So much of marine philanthropy hovers in the cruise-weather midsection of the planet, whether saving massive coral reefs or beleaguered species like sharks and rays. But as temperatures climb, there's a frigid ocean ecosystem facing frightening and uncertain environmental threats — the Northern Pacific and Arctic.
Oak Foundation has made this region one of its three geographic marine focuses, and has sent millions to organizations working to conserve the diverse and rapidly changing ecosystems in the waters surrounding Alaska, Canada and Siberian Russia. (See Oak Foundation: Grants for Marine and River Conservation).
The large global funder began from the wealth of the Duty Free Shoppers business founded by Alan Parker, and now is based around the world with seven programs, including one with an environment focus that addresses climate change and marine conservation. The Marine program concentrates on three regions — Central America, Europe, and North Pacific/Arctic.
The seas and gulfs that connect the Pacific and Arctic oceans strike a unique balance between isolation and community, conservation and commerce. The millions of people in the region, indigenous and otherwise, depend heavily on the sea, with a huge commercial fishing economy familiar to any viewers of Deadliest Catch. But so much of the region is frozen and inhospitable.
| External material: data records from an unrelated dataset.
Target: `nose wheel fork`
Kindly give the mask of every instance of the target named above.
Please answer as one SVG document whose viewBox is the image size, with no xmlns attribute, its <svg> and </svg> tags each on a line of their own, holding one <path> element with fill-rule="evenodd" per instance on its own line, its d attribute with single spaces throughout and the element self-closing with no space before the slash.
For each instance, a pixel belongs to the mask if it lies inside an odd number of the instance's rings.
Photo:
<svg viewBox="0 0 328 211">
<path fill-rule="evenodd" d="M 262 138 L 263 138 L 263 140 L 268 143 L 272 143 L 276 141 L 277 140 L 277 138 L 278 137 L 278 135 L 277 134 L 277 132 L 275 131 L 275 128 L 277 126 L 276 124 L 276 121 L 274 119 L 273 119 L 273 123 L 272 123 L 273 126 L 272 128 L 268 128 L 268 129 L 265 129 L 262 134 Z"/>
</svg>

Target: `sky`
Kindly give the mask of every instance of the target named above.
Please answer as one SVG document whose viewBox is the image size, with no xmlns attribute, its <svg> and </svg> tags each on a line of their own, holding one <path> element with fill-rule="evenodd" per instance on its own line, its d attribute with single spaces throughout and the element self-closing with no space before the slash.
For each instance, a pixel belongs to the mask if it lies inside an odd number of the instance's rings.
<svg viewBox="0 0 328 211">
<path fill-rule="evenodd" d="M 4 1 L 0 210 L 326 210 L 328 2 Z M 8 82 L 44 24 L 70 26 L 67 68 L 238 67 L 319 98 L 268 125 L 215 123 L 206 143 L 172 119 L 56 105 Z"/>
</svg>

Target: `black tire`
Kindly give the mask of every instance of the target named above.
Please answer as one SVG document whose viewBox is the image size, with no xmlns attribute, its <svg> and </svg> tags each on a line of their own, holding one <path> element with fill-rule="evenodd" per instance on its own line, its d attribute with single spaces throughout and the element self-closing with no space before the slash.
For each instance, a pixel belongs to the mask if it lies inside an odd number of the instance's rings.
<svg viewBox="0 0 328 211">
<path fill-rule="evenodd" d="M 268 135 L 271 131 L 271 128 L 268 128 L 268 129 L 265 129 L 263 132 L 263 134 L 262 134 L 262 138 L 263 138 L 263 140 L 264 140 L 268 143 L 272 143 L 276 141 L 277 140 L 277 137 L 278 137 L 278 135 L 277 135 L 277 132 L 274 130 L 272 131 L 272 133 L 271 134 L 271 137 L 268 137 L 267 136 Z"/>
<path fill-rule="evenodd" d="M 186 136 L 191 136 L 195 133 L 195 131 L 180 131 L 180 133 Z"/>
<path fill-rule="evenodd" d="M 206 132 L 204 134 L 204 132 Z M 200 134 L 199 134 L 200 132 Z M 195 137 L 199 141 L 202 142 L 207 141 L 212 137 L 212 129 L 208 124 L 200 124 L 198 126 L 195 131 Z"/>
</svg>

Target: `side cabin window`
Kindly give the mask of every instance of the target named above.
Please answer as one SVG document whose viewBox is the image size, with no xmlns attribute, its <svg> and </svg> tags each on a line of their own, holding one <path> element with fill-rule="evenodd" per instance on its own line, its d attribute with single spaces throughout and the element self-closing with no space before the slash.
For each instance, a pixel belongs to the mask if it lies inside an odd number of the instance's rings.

As the planet warms, all of that stands to change. Temperatures are changing rapidly, sea ice is disappearing, glaciers and permafrost are melting away. These radical changes (more drastic than other regions are seeing due to climate change) are affecting marine biology, and the region is under pressure to seize newly available resources, both increased fishing and oil and gas extraction. All of this leaves the marine ecosystems at great risk.
Oak's goal is to support "local and regional conservation efforts that promote healthy and resilient marine ecosystems for the benefit of future generations of Arctic residents." Much of that involves relying on the traditions and conservation practices that have been used throughout history, and curbing an explosion of industrial development. (Read foundation director Leonard Lacerda's IP profile).
That includes preventing overfishing, as certain fish populations skyrocket in warmer temperatures, preventing industrialization, and improving governance and management of the seas.
Science and conservation in this region will only continue to gain momentum, as the frozen seas to the north continue to thaw out, and we start to see entirely new ecological and political dynamics emerge.